A creative writing professor at Western University is gathering submissions of climate change-inspired poetry, prose and artwork for an anthology she hopes will build community and spark action.

The deadline for submissions for climate change-inspired poetry and art is Feb. 16

Kathryn Mockler is a creative writing professor at Western University. (Travis Dolynny/CBC)

A creative writing professor at Western University is gathering submissions of climate change-inspired poetry, prose and artwork for an anthology she hopes will build community and spark action.

Watch Your Head is the brain child of Kathryn Mockler.

She came up with the idea, which was originally an online publication, after organizing a poetry reading during a climate change rally in Toronto that made her feel less alone.

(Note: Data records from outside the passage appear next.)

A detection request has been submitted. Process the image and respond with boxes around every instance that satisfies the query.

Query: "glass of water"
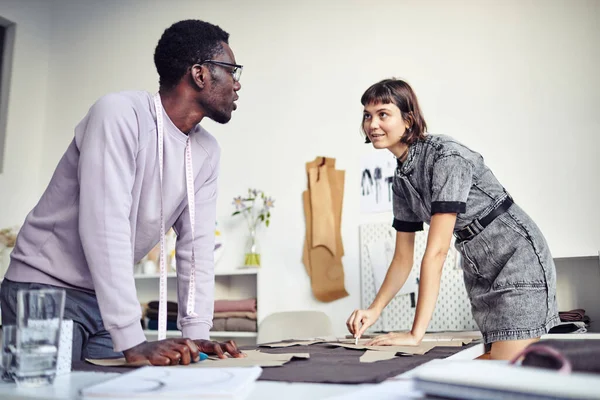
[11,289,65,387]
[0,325,17,382]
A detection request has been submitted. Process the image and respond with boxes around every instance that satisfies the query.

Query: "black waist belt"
[454,196,514,240]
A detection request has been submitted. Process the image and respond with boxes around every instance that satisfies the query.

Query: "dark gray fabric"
[0,279,123,361]
[522,339,600,374]
[73,344,472,384]
[253,344,470,384]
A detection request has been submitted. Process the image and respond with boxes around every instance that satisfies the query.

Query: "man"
[0,20,244,365]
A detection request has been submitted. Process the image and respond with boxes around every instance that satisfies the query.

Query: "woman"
[346,79,559,359]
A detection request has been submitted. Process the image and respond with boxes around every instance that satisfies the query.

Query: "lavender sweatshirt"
[6,92,220,351]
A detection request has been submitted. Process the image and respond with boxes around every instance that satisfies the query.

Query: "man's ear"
[190,64,209,89]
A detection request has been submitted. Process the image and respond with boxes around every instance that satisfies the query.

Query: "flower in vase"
[232,189,275,266]
[231,196,245,210]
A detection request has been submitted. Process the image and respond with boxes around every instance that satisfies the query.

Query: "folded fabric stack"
[211,299,257,332]
[549,308,590,333]
[146,301,177,331]
[558,308,590,325]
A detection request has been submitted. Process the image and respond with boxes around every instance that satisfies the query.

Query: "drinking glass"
[11,289,65,387]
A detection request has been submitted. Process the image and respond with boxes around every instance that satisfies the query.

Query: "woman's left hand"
[366,332,421,346]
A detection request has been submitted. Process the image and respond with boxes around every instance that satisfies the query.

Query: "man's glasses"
[200,60,244,82]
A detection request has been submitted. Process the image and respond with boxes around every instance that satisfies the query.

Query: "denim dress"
[392,135,560,344]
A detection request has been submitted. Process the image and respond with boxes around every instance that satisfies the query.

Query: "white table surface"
[0,344,484,400]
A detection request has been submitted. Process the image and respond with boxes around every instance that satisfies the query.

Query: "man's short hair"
[154,19,229,89]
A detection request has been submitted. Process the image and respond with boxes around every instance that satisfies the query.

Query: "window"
[0,17,15,173]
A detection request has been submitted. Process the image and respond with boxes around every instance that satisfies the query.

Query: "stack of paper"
[81,367,262,400]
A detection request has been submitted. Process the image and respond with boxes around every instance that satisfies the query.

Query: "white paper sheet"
[81,367,262,399]
[327,379,425,400]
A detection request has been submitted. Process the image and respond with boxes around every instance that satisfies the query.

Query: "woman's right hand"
[346,308,381,338]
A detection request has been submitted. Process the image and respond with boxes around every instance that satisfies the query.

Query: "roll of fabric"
[213,311,256,320]
[210,318,227,332]
[146,308,177,322]
[148,319,179,331]
[148,301,178,312]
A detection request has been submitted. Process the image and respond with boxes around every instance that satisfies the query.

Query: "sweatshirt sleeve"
[174,145,220,340]
[76,94,146,351]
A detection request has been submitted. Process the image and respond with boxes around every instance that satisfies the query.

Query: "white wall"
[0,0,50,228]
[0,0,600,334]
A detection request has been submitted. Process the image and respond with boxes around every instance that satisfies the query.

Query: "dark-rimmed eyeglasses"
[200,60,244,82]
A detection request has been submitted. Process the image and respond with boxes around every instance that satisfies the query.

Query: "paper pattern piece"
[85,357,151,367]
[81,367,262,399]
[302,157,348,302]
[197,350,310,368]
[326,339,471,355]
[86,350,310,368]
[259,339,327,349]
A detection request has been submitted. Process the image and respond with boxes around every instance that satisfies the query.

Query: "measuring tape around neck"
[154,93,196,340]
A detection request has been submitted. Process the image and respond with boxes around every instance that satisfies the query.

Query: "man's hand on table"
[123,338,200,366]
[194,339,246,358]
[123,339,246,366]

"People do care about this, they're very concerned," she explained. "A lot of people don't know where to channel it or what to do, and they feel they don't have a voice … That's how I felt, anyway."

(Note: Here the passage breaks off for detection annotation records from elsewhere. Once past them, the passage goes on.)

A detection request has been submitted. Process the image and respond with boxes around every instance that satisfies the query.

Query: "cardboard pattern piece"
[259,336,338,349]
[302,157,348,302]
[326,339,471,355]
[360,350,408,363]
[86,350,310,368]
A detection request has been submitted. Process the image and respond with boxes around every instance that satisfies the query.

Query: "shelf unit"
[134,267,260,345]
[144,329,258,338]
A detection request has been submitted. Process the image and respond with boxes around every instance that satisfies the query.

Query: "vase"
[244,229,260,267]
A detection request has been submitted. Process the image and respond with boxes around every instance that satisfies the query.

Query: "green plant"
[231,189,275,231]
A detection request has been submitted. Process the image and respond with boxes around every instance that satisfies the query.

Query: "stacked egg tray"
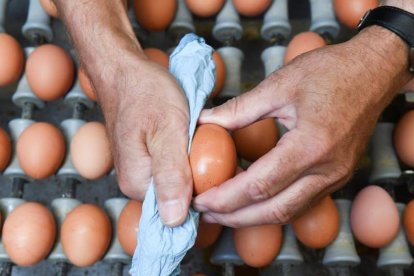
[0,0,414,276]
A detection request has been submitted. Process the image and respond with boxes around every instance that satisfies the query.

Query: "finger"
[203,175,338,228]
[147,113,193,227]
[194,129,317,213]
[198,76,287,129]
[112,126,151,201]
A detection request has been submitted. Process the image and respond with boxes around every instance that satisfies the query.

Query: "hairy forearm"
[54,0,144,102]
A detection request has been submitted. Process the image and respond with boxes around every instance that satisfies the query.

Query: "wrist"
[381,0,414,14]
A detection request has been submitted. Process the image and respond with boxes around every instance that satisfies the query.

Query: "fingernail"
[158,200,184,226]
[193,202,210,213]
[202,214,217,223]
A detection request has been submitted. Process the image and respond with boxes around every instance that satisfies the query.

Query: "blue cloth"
[130,34,215,276]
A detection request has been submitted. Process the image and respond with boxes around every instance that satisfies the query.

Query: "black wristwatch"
[358,6,414,73]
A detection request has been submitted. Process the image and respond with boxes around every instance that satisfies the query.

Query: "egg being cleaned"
[292,196,340,248]
[16,122,66,179]
[351,185,400,248]
[190,124,237,195]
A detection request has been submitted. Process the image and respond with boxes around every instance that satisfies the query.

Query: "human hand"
[194,27,409,227]
[95,57,192,226]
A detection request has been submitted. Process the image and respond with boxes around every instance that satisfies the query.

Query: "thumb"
[198,78,284,129]
[147,117,193,227]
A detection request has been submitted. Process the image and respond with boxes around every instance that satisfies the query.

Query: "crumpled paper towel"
[130,34,215,276]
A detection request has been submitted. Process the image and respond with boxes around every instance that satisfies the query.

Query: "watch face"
[357,10,371,31]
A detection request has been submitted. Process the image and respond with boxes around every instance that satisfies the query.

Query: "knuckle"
[247,178,273,201]
[265,203,293,224]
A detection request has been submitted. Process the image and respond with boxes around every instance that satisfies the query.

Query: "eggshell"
[334,0,379,29]
[285,32,326,64]
[70,122,113,179]
[78,67,98,102]
[403,200,414,245]
[232,118,279,162]
[40,0,59,18]
[190,124,237,195]
[234,224,282,267]
[233,0,272,16]
[0,128,12,172]
[60,204,112,267]
[117,200,142,256]
[144,48,170,69]
[185,0,224,17]
[26,44,74,101]
[134,0,177,32]
[210,51,226,99]
[16,123,66,179]
[394,110,414,168]
[0,33,24,87]
[195,219,223,249]
[351,186,400,248]
[2,202,56,266]
[292,196,339,248]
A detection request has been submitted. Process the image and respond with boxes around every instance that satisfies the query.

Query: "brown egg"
[70,122,113,179]
[195,219,223,249]
[16,123,66,179]
[117,200,142,256]
[40,0,59,18]
[403,200,414,245]
[401,78,414,92]
[394,110,414,168]
[210,51,226,99]
[232,118,279,162]
[0,33,24,87]
[190,124,237,195]
[60,204,112,267]
[26,44,74,101]
[334,0,379,29]
[292,196,339,248]
[78,67,98,102]
[185,0,224,17]
[2,202,56,266]
[285,32,326,64]
[144,48,170,69]
[0,128,12,172]
[233,0,272,16]
[351,186,400,248]
[234,224,282,267]
[134,0,177,32]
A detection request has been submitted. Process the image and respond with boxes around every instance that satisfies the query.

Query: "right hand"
[92,54,192,227]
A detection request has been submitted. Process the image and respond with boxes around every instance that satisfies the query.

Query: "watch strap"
[358,6,414,73]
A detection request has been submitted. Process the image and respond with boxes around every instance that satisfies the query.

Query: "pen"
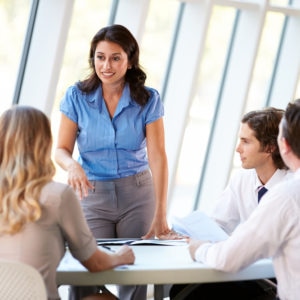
[101,245,116,253]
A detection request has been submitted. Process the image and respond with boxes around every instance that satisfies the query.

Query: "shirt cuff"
[195,243,212,263]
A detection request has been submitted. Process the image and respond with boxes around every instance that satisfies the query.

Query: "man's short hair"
[241,107,287,169]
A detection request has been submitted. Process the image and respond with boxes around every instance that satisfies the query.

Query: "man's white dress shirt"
[195,169,300,300]
[211,169,291,234]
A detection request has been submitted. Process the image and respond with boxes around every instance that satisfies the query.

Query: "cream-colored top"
[0,182,97,299]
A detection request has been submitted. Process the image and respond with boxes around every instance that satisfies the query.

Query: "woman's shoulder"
[145,86,159,97]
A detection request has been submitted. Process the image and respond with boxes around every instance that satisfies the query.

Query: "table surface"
[57,245,274,285]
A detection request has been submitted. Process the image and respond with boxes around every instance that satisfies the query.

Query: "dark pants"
[170,280,276,300]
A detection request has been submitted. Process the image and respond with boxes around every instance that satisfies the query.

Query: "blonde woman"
[0,106,135,299]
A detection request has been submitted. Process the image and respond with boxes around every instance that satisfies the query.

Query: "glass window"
[0,0,31,113]
[171,6,236,216]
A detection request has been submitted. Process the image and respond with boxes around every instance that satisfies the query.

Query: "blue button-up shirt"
[60,85,164,180]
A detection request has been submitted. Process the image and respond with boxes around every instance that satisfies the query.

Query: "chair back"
[0,260,47,300]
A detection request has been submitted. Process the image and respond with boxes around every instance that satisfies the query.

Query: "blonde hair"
[0,106,55,234]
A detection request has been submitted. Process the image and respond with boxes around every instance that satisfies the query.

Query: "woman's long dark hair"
[78,25,150,106]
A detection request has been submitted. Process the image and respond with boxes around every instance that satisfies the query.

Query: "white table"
[57,245,274,299]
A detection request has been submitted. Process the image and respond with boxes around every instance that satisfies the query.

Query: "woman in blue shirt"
[55,25,172,300]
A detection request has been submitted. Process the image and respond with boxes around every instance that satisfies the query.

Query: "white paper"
[172,210,228,242]
[97,239,187,246]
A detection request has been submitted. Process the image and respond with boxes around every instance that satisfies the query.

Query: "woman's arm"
[82,245,135,272]
[143,118,171,238]
[55,114,93,199]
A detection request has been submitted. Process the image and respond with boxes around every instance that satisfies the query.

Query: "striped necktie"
[258,186,268,202]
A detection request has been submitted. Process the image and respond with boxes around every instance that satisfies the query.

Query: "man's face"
[236,123,272,169]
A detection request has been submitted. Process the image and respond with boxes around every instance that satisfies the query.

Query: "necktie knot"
[258,186,268,202]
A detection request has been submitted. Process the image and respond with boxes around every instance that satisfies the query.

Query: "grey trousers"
[69,170,155,300]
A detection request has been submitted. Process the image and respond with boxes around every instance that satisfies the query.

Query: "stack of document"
[97,238,187,246]
[172,210,228,242]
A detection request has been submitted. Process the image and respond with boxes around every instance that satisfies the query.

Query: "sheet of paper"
[97,239,187,246]
[172,210,228,242]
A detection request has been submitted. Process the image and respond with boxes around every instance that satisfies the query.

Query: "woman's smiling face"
[94,41,130,84]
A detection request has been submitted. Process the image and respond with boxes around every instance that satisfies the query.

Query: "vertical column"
[19,0,74,114]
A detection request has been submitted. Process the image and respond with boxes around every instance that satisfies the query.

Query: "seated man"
[170,107,290,300]
[189,99,300,300]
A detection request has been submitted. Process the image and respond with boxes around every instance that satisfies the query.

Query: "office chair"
[0,260,47,300]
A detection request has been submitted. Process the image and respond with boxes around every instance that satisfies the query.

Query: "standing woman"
[55,25,172,300]
[0,106,135,300]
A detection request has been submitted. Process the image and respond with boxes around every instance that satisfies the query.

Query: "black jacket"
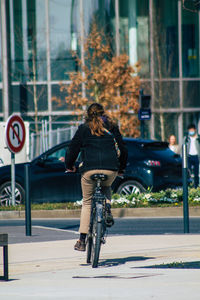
[65,124,128,172]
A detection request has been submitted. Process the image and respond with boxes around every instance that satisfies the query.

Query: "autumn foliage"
[61,24,140,137]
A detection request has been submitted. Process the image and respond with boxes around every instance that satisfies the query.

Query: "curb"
[0,207,200,220]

Mockler is working with a team of editors to compile an ongoing online publication, and says her project has caught the attention of an independent publisher in Toronto too.

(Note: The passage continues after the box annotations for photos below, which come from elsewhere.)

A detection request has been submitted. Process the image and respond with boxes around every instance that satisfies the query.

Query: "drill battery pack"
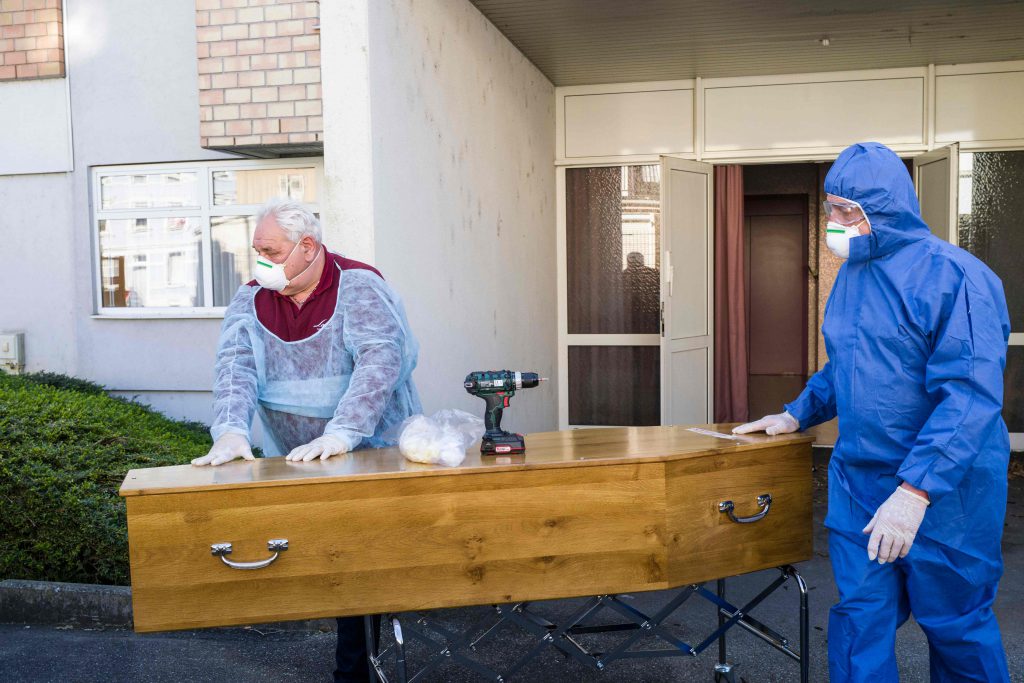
[480,432,526,456]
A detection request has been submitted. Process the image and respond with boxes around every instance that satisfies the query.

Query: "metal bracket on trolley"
[367,565,810,683]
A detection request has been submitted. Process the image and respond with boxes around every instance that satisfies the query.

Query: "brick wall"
[0,0,65,81]
[196,0,324,152]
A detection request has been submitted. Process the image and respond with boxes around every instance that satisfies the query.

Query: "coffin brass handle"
[718,494,771,524]
[210,539,288,569]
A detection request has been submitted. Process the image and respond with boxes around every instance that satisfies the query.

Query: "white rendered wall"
[366,0,558,431]
[0,78,73,176]
[0,0,230,428]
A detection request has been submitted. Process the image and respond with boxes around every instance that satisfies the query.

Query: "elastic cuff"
[896,484,932,507]
[210,425,252,445]
[324,429,362,453]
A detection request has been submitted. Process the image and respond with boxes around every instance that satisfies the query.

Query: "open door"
[913,143,959,244]
[662,157,715,425]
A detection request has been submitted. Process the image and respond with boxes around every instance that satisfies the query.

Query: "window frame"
[89,157,325,319]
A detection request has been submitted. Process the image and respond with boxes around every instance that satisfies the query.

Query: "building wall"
[370,0,558,431]
[0,0,230,419]
[0,0,65,81]
[196,0,324,147]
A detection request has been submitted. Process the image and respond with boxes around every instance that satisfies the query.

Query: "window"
[93,159,323,317]
[563,165,660,426]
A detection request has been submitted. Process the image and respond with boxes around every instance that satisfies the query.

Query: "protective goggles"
[821,200,867,225]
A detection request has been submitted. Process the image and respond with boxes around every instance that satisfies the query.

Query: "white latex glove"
[732,413,800,436]
[864,486,931,564]
[193,433,256,466]
[285,434,352,463]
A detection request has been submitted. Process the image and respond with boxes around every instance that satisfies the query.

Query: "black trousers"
[334,615,381,683]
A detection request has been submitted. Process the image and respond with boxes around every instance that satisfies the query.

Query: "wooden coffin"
[121,425,812,632]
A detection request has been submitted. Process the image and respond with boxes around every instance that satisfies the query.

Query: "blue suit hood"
[824,142,931,263]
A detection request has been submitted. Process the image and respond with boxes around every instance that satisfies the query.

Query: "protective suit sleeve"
[897,278,1010,503]
[785,362,836,429]
[324,271,408,449]
[210,285,257,441]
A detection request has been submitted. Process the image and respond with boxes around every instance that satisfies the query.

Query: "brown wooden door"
[744,195,808,419]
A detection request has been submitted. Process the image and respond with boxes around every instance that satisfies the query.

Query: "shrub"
[0,373,210,585]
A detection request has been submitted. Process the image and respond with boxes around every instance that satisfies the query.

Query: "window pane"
[213,168,316,206]
[568,346,662,426]
[565,165,660,334]
[210,216,256,306]
[99,217,205,308]
[957,152,1024,332]
[99,172,199,209]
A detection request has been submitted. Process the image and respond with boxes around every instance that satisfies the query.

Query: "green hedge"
[0,372,210,585]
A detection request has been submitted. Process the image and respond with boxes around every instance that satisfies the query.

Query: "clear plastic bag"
[398,409,484,467]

Coach House Books plans to publish a print version of Watch Your Head in mid 2020.

How you can participate

Mockler said people don't need experience to make a submission. She hopes that unrepresented communities, including Indigenous people, people living with disabilities, and members of the LGBTQ+ community will contribute to the volunteer-driven project.

"We're not particularly interested in piece after piece of apocalyptic destruction and hopelessness," she added. "I think we also have to imagine a future where the government and industry do the right thing, even if it's naive."

The deadline for submissions is February 16.

The purpose of the anthology isn't to make individuals feel guilty for major system issues, said Mockler, adding that "we aren't going to recycle our way out of [climate change]."

She hopes the printed work will be a launch pad for conversations, panels and other events that will spark action.

"Facts don't seem to be doing it. We're in a place where people know the facts and they're just kind of going on with their lives. So if the facts aren't persuading government and industry, then I'm hoping maybe art will."